With that in mind, I’ve decided to just stop, as much as I can, indulging in self-pity and my relentless belief that I’m somehow, for some reason, not going to be happy ever again. I mean – it’s honestly just ridiculous.
I think a lot of it is to do with perfectionism, though I’m not entirely sure why I’m such a perfectionist. Those are musings for another day. The point is, no matter how much I can do, I always feel lesser than others because they can do something else, or they can do the same things better. It’s awful that our society helps strengthen these ideas of mine, but it’s also the way things are, so if I want to not be unhappy all the time I guess I’ll have to just feel great all by myself.
Technically speaking I have a lot of things to make myself feel happy – considering that I’m still a school student I’m really very successful, so far as that can be measured when you don’t have a career or any real option of a career. I’ve had more varied experiences than most people my age, I do well at school, I have interests outside of school and I have friends even if I’m not popular or even well-known. Hell, I live by the beach now so I even have that advantage over some people.

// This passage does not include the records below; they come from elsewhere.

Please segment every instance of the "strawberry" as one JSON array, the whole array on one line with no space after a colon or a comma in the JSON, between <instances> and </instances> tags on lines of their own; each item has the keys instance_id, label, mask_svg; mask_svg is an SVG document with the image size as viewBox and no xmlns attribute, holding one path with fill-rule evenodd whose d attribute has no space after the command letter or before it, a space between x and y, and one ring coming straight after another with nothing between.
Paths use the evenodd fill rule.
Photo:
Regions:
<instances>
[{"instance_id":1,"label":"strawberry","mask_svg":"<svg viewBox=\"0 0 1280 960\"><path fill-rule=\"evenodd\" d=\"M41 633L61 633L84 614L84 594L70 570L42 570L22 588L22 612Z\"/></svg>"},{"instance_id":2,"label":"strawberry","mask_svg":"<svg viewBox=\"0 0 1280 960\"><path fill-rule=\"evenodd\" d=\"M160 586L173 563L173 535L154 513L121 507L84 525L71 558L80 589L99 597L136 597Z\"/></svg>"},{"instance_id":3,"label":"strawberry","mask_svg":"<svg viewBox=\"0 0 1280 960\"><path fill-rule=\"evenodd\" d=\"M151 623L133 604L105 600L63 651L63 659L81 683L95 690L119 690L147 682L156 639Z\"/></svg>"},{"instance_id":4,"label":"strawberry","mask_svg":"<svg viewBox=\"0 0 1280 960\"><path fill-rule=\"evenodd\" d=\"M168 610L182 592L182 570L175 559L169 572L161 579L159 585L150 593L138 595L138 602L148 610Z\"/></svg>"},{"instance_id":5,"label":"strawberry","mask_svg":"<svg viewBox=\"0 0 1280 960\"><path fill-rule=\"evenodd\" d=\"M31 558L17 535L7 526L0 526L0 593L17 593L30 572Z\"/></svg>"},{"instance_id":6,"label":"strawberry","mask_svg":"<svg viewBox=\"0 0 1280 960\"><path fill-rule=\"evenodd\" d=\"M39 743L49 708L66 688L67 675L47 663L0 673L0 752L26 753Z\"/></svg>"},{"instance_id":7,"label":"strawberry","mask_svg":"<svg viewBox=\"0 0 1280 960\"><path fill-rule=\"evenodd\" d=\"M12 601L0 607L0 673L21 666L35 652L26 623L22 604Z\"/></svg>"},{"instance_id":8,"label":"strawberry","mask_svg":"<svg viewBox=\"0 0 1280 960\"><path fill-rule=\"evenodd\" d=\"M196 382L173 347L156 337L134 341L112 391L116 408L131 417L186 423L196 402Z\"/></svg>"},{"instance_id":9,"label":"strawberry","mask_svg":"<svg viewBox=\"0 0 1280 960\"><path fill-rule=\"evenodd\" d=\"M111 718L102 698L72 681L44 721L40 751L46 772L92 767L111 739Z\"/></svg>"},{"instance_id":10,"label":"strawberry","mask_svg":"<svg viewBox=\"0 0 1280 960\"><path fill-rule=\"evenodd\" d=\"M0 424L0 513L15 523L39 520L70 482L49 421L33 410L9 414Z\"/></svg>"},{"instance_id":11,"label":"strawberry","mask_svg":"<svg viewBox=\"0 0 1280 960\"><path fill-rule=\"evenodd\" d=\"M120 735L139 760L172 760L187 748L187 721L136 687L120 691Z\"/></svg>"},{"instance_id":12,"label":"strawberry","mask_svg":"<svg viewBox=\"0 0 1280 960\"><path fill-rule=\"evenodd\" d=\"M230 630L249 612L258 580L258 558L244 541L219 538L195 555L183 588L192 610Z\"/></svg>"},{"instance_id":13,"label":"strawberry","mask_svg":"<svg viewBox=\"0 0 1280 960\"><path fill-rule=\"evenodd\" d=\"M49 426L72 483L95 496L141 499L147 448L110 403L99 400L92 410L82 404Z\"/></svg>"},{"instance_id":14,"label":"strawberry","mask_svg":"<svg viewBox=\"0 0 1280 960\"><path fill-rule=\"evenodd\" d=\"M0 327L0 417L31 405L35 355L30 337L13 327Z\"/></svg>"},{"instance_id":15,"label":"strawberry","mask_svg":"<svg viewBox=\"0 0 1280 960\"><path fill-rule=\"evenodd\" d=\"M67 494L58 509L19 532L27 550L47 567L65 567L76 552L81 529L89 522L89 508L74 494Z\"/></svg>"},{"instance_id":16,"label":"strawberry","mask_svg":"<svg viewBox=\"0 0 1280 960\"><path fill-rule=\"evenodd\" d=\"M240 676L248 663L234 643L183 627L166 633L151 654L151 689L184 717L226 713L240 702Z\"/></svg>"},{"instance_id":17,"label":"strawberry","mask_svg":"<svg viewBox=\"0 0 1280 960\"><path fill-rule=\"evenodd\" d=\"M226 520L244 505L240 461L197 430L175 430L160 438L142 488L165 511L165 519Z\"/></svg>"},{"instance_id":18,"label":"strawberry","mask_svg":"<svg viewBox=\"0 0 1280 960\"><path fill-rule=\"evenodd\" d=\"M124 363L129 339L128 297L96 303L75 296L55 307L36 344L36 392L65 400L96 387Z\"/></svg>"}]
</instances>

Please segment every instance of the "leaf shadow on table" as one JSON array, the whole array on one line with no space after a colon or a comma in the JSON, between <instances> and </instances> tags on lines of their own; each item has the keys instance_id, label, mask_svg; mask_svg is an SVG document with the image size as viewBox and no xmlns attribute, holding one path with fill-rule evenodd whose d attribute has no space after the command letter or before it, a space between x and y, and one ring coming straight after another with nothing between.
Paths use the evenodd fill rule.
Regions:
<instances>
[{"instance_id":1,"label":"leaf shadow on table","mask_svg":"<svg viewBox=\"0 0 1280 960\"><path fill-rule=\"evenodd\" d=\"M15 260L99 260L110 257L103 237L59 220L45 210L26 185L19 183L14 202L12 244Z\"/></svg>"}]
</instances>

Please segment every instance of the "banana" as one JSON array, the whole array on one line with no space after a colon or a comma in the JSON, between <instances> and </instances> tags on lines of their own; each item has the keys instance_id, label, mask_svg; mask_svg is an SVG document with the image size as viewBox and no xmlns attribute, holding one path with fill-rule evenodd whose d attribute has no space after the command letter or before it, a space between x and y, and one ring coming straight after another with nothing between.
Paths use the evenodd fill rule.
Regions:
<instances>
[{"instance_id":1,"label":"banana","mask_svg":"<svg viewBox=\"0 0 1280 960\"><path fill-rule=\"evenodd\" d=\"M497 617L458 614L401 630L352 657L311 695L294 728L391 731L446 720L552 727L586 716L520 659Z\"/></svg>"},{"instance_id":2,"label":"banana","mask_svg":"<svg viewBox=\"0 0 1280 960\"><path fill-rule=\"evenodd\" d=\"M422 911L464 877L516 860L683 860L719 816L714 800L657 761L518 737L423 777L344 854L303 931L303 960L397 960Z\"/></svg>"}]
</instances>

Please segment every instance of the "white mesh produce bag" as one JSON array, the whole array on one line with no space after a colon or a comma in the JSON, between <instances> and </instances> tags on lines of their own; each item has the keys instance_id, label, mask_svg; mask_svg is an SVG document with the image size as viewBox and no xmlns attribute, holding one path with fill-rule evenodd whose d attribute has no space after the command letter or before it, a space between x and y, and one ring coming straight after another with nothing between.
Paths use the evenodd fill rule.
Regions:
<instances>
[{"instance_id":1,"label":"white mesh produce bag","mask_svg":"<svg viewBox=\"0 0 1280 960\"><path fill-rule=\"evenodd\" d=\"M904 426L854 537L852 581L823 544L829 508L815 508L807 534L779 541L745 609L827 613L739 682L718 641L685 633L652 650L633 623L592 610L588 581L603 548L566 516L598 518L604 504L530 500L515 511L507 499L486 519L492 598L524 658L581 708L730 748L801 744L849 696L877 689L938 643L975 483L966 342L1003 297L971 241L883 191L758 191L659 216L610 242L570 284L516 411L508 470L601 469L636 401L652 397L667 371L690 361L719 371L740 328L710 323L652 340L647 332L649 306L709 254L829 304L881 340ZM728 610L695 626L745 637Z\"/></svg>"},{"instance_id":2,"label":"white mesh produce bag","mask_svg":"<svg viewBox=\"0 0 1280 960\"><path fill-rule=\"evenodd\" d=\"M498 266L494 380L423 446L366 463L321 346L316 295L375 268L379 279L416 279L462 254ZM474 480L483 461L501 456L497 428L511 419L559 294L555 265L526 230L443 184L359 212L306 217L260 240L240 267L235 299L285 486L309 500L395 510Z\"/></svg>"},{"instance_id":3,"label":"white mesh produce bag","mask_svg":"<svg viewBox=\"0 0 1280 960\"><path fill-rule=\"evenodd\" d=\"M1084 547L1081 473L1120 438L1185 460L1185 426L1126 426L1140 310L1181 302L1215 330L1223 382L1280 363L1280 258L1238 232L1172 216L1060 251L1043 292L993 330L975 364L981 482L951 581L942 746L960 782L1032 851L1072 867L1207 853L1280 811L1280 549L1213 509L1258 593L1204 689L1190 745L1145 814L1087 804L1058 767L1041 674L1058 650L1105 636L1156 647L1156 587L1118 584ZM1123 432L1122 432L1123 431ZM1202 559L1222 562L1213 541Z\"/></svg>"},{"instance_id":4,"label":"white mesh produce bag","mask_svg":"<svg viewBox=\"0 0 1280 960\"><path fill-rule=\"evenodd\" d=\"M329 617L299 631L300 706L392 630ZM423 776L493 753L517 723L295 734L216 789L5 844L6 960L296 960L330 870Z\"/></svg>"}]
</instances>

It’s just that I also have those horrible feelings of a lack of self-worth and I cringe at the thought of doing anything outside of school, because I’d have to wear something other than uniform and that might make people judge me. Bit foolish, I know, but I’m working on it.
Plus, I know that everyone feels the same way. Maybe not in exactly the same sense – after all, everyone’s different and we’ve all got different experiences. But as I quietly stalk people’s ask.fm accounts or watch my friends tweeting, it becomes hugely, deeply obvious that no one feels completely happy. Everyone has issues. Nobody shares them with everyone. Everyone wants to be special and unique and different and yet also the same, so they fit in and are loved.
People fish for compliments, ever so blatantly, and smother their peers with false exuberance. They feel sad and lonely and want to know they’re not always going to feel like this. They’re slowly figuring out how to have real relationships with other people – romantic and otherwise. Often I can’t help but smile at their ham-handed attempts, because I feel proud that I’ve navigated that particular obstacle just a little bit more adeptly.
It might not be the best way to live a happy life, and in fact I know I’ll have to revise it quite soon to actually be happy, but for the time being I have a simple method. It’s tapping into my natural competitiveness to force myself to succeed, to be happy, to not worry, to not care, just so that I’m different. Just so that I’m the best. So that I can win. To quietly see people being upset about not being pretty enough and to use that as fuel to stop myself from thinking the same thing – “Do you really want to be just like everyone else, Klementine? Or do you want to be better than them?”
As I said, eventually I’ll need to stop doing, so that I can appreciate people more and not resent those who have things I don’t. But right now, it’s enough to feel that little bit more secure in myself, because I feel ‘better’.